Paine originally thought of having his opinions published as a series of letters to the editors of Colonial newspapers, but most editors would not print the letters. At the advice of physician Benjamin Rush, Paine decided to publish his views in pamphlet form. He contracted with a printer, Robert Bell, for a 1st edition of 1,000 copies of 47 pages to be priced at 2 shillings each. Paine promised to make up any losses that Bell incurred in the printing. Bell would receive half the profits with the other half reserved for the purchase of mittens for the Continental Army.

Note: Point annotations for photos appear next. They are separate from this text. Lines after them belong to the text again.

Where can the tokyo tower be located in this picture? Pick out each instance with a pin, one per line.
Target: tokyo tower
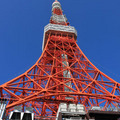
(63, 74)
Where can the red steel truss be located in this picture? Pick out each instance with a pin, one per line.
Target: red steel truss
(62, 74)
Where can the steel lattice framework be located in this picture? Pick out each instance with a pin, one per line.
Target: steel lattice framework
(62, 74)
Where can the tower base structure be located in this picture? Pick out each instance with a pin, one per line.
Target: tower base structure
(63, 74)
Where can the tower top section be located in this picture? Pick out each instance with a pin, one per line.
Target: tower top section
(57, 14)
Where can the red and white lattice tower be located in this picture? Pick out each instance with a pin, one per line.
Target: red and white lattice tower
(62, 74)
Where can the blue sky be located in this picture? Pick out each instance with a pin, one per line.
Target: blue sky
(21, 32)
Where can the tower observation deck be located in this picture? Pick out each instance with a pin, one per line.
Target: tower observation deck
(62, 74)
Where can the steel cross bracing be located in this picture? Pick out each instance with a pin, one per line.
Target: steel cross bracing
(62, 74)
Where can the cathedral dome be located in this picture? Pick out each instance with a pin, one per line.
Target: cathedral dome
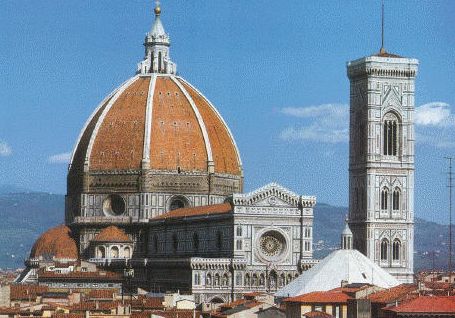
(55, 244)
(158, 122)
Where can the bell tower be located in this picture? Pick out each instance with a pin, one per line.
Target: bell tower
(381, 160)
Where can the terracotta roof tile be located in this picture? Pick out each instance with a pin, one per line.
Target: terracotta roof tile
(426, 304)
(26, 292)
(222, 208)
(392, 294)
(99, 276)
(68, 316)
(317, 314)
(177, 139)
(112, 234)
(320, 297)
(225, 156)
(120, 138)
(176, 313)
(148, 303)
(101, 294)
(94, 305)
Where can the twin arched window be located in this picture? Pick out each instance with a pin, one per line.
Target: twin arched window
(390, 135)
(384, 199)
(396, 198)
(384, 250)
(396, 250)
(195, 241)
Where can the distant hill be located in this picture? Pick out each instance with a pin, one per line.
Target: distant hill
(429, 237)
(25, 215)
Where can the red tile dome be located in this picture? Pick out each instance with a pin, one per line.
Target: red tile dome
(159, 122)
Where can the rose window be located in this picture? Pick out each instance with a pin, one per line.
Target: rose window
(272, 244)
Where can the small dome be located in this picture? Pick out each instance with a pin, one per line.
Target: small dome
(112, 234)
(347, 230)
(55, 244)
(158, 122)
(346, 265)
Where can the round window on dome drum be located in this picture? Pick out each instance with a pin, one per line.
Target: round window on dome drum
(114, 205)
(272, 245)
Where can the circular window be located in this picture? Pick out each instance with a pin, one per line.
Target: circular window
(272, 245)
(114, 205)
(177, 204)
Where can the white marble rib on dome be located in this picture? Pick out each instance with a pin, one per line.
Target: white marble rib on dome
(341, 265)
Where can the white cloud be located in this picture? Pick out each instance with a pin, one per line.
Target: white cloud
(435, 125)
(5, 149)
(60, 158)
(433, 114)
(327, 123)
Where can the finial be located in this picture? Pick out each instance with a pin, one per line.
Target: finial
(382, 50)
(157, 8)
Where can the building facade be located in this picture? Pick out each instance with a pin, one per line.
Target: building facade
(260, 241)
(381, 160)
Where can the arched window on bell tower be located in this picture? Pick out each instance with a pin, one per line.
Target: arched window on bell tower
(390, 135)
(384, 250)
(396, 247)
(396, 199)
(384, 199)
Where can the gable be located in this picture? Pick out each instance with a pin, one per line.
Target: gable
(271, 195)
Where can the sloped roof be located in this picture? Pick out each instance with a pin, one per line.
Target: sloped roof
(112, 234)
(222, 208)
(330, 297)
(341, 265)
(390, 295)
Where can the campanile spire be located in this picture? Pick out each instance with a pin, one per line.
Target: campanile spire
(157, 43)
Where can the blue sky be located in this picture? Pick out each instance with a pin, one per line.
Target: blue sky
(275, 70)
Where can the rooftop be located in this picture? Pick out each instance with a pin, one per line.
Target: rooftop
(223, 208)
(426, 304)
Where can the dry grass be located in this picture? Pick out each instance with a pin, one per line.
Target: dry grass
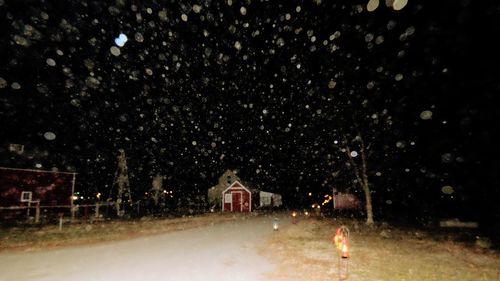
(304, 251)
(38, 238)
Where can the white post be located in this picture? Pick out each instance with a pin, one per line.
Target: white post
(37, 212)
(60, 222)
(97, 210)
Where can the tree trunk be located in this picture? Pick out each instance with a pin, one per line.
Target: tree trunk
(362, 178)
(366, 186)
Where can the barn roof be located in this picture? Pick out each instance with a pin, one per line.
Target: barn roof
(238, 185)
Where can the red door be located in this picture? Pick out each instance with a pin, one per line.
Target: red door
(236, 201)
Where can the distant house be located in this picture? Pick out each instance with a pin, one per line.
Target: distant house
(230, 183)
(214, 193)
(236, 198)
(345, 201)
(21, 188)
(269, 199)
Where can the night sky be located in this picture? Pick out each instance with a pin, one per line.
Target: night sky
(271, 89)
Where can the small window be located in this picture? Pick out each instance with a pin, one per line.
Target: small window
(26, 196)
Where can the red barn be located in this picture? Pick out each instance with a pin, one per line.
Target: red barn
(236, 198)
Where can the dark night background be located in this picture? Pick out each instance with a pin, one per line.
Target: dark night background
(266, 92)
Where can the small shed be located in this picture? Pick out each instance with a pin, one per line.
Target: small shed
(236, 198)
(269, 199)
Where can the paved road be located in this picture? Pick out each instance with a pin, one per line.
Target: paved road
(221, 252)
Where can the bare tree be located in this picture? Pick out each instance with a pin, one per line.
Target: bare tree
(360, 173)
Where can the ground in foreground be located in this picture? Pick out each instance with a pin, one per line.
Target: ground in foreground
(304, 251)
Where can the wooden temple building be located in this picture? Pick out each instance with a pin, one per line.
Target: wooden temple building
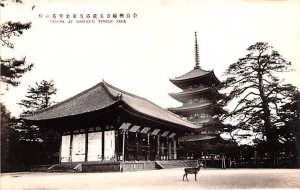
(105, 123)
(199, 98)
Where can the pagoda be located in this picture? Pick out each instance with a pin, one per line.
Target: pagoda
(199, 98)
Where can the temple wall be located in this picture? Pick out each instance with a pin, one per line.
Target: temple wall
(95, 146)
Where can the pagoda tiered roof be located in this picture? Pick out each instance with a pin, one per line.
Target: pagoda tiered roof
(104, 96)
(189, 107)
(196, 74)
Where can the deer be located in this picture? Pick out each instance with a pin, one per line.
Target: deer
(194, 170)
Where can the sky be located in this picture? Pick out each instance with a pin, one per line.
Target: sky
(141, 55)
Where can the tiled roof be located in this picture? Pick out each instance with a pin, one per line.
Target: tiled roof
(188, 107)
(147, 107)
(196, 72)
(200, 137)
(93, 99)
(190, 91)
(101, 96)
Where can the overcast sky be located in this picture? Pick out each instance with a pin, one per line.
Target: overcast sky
(140, 56)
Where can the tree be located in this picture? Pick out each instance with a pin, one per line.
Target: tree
(253, 83)
(40, 144)
(12, 69)
(39, 96)
(290, 134)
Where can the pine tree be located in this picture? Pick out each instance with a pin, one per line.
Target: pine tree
(12, 69)
(253, 83)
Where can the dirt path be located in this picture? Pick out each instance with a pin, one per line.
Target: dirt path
(155, 179)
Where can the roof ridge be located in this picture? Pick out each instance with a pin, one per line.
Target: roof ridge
(64, 101)
(166, 110)
(122, 91)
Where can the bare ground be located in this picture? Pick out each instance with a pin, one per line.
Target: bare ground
(155, 179)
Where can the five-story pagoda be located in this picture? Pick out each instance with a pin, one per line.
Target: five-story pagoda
(199, 97)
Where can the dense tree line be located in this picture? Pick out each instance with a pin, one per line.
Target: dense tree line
(265, 109)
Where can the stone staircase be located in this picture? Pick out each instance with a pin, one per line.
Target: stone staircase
(66, 167)
(169, 164)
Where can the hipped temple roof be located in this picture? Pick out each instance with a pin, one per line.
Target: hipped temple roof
(102, 96)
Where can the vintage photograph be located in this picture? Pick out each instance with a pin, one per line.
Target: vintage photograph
(155, 94)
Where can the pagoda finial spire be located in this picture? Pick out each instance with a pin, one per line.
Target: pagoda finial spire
(196, 53)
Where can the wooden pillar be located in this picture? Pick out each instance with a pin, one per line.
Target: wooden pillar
(136, 147)
(60, 134)
(86, 145)
(158, 147)
(175, 149)
(71, 147)
(167, 144)
(103, 144)
(148, 147)
(123, 149)
(117, 148)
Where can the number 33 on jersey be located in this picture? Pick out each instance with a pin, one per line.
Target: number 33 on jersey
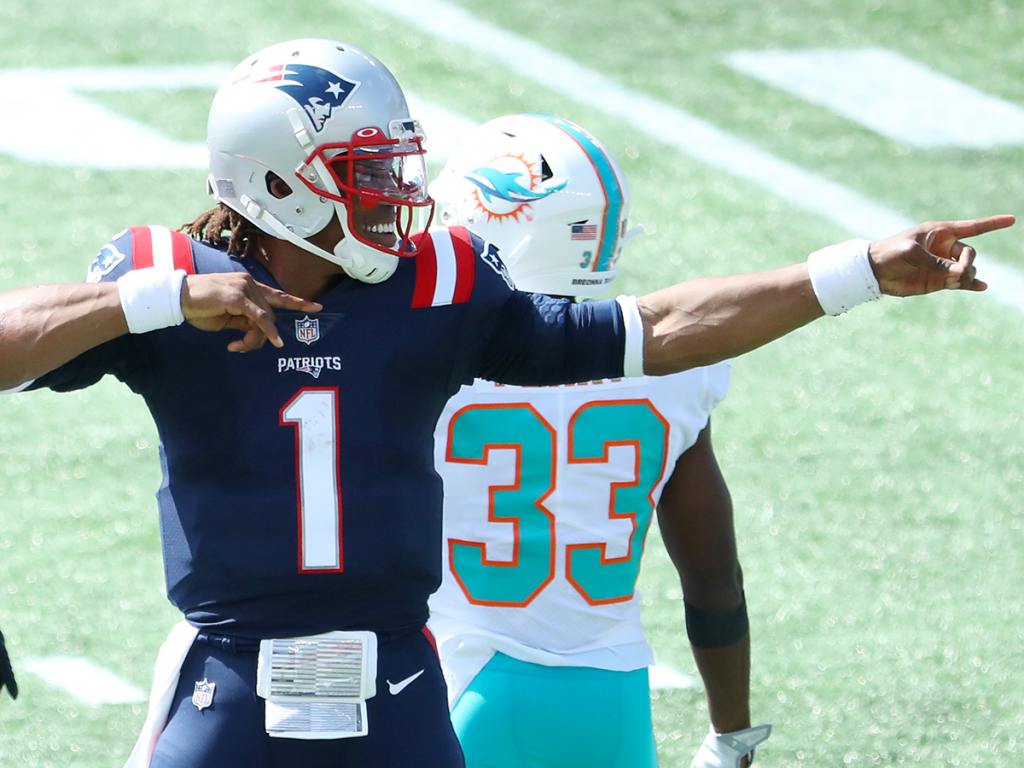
(549, 493)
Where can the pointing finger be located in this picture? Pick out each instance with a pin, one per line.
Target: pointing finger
(284, 300)
(971, 227)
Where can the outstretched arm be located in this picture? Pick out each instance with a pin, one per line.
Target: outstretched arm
(705, 321)
(6, 673)
(44, 327)
(695, 517)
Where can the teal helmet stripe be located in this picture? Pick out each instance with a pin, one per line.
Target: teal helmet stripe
(609, 184)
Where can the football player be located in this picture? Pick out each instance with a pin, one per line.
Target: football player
(538, 604)
(300, 511)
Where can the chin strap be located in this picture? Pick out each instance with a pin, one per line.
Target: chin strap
(376, 268)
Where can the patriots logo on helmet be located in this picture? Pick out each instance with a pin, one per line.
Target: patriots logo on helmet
(316, 90)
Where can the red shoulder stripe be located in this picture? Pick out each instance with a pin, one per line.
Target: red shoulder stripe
(181, 249)
(426, 272)
(141, 247)
(465, 257)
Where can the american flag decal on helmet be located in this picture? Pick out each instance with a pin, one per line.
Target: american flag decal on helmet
(445, 268)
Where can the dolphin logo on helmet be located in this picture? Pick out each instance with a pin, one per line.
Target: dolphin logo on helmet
(495, 183)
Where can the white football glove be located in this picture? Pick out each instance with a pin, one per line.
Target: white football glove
(727, 750)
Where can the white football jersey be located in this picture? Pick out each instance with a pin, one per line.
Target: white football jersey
(549, 493)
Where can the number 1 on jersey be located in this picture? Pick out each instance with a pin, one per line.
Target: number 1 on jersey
(313, 413)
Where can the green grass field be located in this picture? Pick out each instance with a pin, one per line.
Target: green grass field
(876, 461)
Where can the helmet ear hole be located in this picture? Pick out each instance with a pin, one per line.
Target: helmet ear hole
(546, 172)
(276, 185)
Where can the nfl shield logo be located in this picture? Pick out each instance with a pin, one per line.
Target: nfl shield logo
(306, 330)
(203, 693)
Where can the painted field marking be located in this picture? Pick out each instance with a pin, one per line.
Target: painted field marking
(691, 135)
(663, 677)
(890, 94)
(102, 138)
(84, 680)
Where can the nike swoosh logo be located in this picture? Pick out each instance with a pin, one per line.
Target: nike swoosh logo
(395, 688)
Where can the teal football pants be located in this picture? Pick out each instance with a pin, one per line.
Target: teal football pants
(519, 715)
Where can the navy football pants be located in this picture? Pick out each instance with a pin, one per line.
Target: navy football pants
(409, 729)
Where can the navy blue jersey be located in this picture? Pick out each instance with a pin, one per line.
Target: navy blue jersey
(299, 492)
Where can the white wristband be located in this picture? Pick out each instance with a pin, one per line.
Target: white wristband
(842, 276)
(151, 298)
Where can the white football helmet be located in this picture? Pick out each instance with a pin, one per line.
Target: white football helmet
(548, 195)
(332, 122)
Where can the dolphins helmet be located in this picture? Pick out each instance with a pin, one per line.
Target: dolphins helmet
(548, 195)
(332, 122)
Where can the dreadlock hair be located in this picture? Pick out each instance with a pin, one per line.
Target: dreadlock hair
(242, 236)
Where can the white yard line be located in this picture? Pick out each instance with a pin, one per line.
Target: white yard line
(890, 94)
(84, 680)
(103, 138)
(663, 677)
(665, 123)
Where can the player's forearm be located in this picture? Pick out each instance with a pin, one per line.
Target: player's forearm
(706, 321)
(726, 675)
(44, 327)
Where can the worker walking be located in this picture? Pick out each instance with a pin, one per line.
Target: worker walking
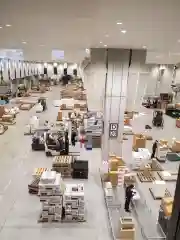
(128, 197)
(154, 148)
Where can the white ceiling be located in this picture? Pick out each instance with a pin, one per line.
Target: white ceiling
(74, 25)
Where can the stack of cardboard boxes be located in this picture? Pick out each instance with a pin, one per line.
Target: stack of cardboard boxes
(63, 165)
(59, 116)
(139, 141)
(74, 202)
(51, 196)
(126, 228)
(165, 213)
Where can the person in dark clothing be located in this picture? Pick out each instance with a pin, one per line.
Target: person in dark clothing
(128, 197)
(63, 214)
(154, 148)
(73, 138)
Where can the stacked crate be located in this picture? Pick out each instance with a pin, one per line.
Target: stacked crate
(74, 202)
(39, 171)
(51, 196)
(63, 165)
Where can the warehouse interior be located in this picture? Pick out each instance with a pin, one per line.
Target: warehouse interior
(109, 73)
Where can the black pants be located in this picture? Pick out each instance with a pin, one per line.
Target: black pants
(153, 154)
(127, 203)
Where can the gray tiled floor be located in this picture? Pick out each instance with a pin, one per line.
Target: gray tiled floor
(19, 210)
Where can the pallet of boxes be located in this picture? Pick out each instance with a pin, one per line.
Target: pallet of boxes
(63, 165)
(74, 203)
(139, 141)
(165, 212)
(117, 170)
(126, 228)
(51, 189)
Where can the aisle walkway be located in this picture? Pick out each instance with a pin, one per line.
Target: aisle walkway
(19, 210)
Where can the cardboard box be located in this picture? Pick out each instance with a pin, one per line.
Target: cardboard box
(113, 164)
(126, 223)
(59, 117)
(127, 234)
(139, 141)
(178, 123)
(113, 176)
(127, 122)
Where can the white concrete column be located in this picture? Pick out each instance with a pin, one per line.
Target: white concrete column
(137, 80)
(115, 100)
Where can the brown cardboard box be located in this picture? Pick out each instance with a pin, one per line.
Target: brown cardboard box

The 1st printing of Common Sense sold out in 2 weeks. Paine said that Bell had made pound 60 profit and demanded half of that for mittens. Bell insisted that he had made no profit and proceeded to print a 2nd, unauthorized edition. When Paine objected to the 2nd edition, Bell told him it was none of his business.
Paine enlarged the pamphlet with an appendix and an "Address to the Quakers." He paid 2 other printers to do 6,000 copies of this edition and then sold the edition to a bookseller, W. T. Bradford, for 8 1/2 pennies per booklet, pledging the firm to sell them at no more than one shilling so that all readers could afford a copy.
Paine never made a shilling on Common Sense. By 1779 he was still in the hole by pound 39, 11 shillings for the printing of the enlarged edition, although 150,000 copies had been sold in America and others were sold in England, Ireland, France, and South America. Total sales eventually reached over 500,000 copies.